The theoretical model of anti-human trafficking policy consists of a single equation with an accompanying partial derivative. The equation with its associated partial derivative is as follows.

A = f(M, C) δA/δM>0

In the model’s equation, A stands for the extent of national anti-trafficking policy, M represents the level of national morality, and C is a set of control variables. The model’s lone partial derivative between national anti-trafficking policy and the level of morality is positive. As a whole, the model suggests that national anti-trafficking policy depends on national morality and on a set of control variables, and that, after adjusting for other relevant variables, the relationship between anti-trafficking policy and national morality is positive.

If morality means anything, then at a minimum it provides some constraint on individual undertaking of undesirable behavior. The whole notion of morality is to get people to behave in an ethically appropriate manner, and to avoid behaving in an ethically inappropriate manner. Morality develops and molds individual conscience, which becomes a force in individual decision making. It makes it more costly for an individual to engage in abhorrent behavior because of guilt, and because of perceived or actual negative views of others, and because of potential consequences from the judgment of others.

Besides national morality, three control variables are also considered as possible determinants of anti-trafficking policy.

The first is the extent of democratic government. Greater democracy is expected to have a positive effect on anti-trafficking policy. The reason is that, because democracy gives some political power to the common man, democracy has more concern for the common man, and it allows all groups, even highly marginalized groups, to have some impact on the government and on government policy. That is to say, as a general rule, a more democratic government is more sensitive and more responsive to the people.

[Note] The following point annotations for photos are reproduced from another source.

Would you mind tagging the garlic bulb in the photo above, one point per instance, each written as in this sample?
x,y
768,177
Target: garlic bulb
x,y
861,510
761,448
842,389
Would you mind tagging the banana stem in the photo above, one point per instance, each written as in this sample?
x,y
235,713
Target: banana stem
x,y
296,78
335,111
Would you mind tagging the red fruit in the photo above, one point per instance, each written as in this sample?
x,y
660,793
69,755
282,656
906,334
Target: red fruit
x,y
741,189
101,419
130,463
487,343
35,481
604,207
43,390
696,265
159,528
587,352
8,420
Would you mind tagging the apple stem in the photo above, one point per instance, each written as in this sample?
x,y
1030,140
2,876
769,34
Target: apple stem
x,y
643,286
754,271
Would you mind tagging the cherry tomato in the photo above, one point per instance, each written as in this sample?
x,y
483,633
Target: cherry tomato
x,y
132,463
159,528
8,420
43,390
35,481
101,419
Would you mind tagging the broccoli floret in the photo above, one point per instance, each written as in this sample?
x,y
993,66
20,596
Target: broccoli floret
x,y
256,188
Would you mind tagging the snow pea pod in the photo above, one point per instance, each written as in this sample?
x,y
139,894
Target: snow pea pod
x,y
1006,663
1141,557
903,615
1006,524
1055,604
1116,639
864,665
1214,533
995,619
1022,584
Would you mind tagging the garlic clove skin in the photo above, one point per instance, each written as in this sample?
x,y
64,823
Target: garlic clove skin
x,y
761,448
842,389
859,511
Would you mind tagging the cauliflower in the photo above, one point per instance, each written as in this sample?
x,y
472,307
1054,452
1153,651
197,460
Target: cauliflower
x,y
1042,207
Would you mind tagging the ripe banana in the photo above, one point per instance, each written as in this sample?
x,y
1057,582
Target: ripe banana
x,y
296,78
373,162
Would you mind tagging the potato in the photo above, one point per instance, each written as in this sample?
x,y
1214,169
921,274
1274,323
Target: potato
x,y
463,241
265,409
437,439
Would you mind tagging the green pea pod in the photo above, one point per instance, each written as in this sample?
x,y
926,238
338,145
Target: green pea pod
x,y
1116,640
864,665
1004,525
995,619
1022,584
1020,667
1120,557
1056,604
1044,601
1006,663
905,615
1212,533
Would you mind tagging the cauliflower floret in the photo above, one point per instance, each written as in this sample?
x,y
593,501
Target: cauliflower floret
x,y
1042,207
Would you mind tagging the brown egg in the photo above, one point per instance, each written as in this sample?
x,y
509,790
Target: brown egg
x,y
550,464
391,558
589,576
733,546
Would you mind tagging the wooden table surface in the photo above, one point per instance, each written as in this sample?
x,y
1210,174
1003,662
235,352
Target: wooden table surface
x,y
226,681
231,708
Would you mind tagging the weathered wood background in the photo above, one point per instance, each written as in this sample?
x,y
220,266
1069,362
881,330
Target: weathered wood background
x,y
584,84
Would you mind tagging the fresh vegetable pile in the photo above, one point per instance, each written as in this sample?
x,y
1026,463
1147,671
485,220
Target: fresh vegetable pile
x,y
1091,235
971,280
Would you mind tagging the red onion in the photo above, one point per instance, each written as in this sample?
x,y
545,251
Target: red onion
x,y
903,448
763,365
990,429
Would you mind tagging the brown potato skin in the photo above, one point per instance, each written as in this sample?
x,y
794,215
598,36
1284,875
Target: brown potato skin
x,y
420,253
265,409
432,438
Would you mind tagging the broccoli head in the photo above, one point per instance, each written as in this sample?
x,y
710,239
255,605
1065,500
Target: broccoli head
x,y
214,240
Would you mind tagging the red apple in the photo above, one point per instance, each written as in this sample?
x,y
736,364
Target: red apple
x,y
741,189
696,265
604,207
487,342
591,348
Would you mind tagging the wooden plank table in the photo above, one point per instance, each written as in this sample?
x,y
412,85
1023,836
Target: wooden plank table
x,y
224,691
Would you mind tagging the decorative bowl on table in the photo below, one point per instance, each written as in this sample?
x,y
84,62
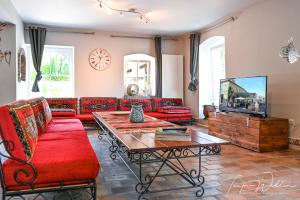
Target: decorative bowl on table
x,y
121,113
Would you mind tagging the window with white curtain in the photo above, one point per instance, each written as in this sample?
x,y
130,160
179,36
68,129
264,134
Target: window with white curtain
x,y
139,69
57,71
211,70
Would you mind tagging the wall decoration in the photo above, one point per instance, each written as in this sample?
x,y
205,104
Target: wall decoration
x,y
290,52
1,56
2,25
132,89
7,57
99,59
21,65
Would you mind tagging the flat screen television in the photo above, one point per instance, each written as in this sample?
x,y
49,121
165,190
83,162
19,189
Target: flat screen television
x,y
244,95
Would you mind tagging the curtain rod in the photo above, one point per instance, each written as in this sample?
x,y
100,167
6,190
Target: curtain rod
x,y
142,37
58,30
230,19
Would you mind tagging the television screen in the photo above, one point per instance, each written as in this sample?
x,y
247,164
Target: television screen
x,y
245,95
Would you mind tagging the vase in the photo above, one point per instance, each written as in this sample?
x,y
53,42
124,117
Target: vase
x,y
137,113
207,109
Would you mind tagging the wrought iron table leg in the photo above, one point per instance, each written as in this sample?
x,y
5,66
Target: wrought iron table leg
x,y
114,148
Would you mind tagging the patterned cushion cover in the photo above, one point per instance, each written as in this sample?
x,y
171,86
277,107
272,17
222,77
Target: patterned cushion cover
x,y
174,109
125,104
17,119
63,112
47,110
97,104
70,103
39,114
161,102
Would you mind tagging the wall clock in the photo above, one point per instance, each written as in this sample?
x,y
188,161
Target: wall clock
x,y
99,59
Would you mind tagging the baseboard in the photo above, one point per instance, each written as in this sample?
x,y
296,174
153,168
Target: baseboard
x,y
294,141
202,122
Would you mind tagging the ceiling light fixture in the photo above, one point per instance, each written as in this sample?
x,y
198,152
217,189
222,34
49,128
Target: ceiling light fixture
x,y
142,16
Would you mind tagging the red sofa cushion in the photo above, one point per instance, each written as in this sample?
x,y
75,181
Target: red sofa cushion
x,y
75,125
174,109
161,102
18,126
85,117
72,159
97,104
47,110
56,112
70,103
171,117
65,121
39,114
125,104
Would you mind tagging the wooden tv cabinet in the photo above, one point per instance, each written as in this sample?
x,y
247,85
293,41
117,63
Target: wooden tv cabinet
x,y
254,133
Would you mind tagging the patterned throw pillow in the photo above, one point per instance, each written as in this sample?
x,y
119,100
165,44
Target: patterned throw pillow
x,y
39,114
125,104
97,104
25,124
47,110
161,102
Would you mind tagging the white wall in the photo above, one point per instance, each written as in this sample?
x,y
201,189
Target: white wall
x,y
12,39
89,82
252,47
172,76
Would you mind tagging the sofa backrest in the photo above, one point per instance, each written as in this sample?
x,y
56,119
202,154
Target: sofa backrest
x,y
161,102
69,103
125,104
41,112
18,127
88,105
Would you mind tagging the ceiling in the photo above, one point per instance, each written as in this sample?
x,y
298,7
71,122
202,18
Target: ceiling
x,y
167,16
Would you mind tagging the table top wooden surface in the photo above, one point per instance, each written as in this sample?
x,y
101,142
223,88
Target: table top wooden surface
x,y
140,136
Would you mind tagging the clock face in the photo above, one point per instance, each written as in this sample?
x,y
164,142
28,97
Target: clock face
x,y
99,59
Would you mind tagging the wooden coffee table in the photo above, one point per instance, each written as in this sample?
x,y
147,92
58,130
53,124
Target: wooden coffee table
x,y
136,146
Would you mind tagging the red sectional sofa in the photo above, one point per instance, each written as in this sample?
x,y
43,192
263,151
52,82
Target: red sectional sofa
x,y
169,109
43,154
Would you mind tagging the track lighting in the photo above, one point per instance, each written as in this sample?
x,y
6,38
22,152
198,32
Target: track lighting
x,y
142,16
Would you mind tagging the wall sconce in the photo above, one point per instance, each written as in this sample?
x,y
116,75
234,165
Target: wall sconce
x,y
289,52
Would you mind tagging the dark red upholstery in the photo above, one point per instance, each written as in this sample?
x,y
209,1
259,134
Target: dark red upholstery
x,y
70,103
161,102
9,132
171,117
97,104
85,117
174,109
61,153
125,104
63,112
65,127
172,106
39,114
72,159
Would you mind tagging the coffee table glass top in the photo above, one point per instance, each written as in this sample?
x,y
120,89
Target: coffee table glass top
x,y
140,136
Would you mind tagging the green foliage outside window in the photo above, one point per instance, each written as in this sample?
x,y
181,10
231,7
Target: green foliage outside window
x,y
58,69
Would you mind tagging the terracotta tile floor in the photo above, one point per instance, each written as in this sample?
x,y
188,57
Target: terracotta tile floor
x,y
236,174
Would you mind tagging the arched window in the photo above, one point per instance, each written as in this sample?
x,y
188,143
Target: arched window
x,y
211,70
139,69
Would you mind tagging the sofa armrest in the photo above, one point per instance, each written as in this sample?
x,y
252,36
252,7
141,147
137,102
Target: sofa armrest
x,y
26,173
57,112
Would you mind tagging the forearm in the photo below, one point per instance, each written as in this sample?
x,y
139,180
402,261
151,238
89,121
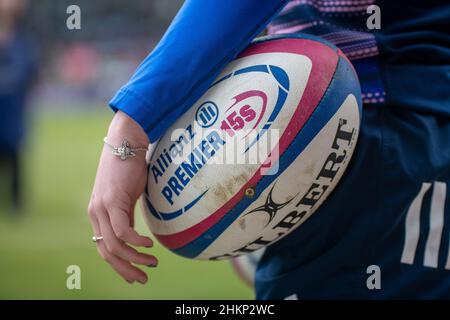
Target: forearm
x,y
202,39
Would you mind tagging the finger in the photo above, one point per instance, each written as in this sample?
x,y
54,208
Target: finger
x,y
128,272
121,225
117,247
125,269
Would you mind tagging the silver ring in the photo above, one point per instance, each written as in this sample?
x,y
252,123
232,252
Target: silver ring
x,y
95,239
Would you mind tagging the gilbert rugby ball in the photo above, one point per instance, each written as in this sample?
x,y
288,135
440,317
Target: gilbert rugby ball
x,y
245,266
258,153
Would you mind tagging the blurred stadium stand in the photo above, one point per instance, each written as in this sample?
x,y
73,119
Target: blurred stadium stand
x,y
81,69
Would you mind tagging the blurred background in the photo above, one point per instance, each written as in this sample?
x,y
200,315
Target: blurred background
x,y
54,87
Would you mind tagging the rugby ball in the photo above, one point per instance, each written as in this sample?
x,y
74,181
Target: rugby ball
x,y
245,266
258,153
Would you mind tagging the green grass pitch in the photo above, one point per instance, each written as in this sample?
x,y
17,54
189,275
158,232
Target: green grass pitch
x,y
61,157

The second control variable is the share of the private sector in the economy. It is anticipated that a bigger private sector share in the economy leads to better anti-trafficking policy. Culturally, societies can range all the way from an individualistic orientation, with individuals as individuals being important in and of themselves, to a more collective orientation, in which it is the nation that matters, and individuals are seen solely from the perspective of the nation as a whole. To say it a little differently, at the one extreme, there is no real society and society is simply a collection of individual human beings, and, at the other extreme, only the collective such as the nation matters, with individual identify completely subsumed in the collective identity. Thus, the more privatized an economy, the more capitalistic the economy, the more people define themselves as individuals , and as a consequence, the greater will be the tendency of the society to place emphasis on the individual and on individual rights.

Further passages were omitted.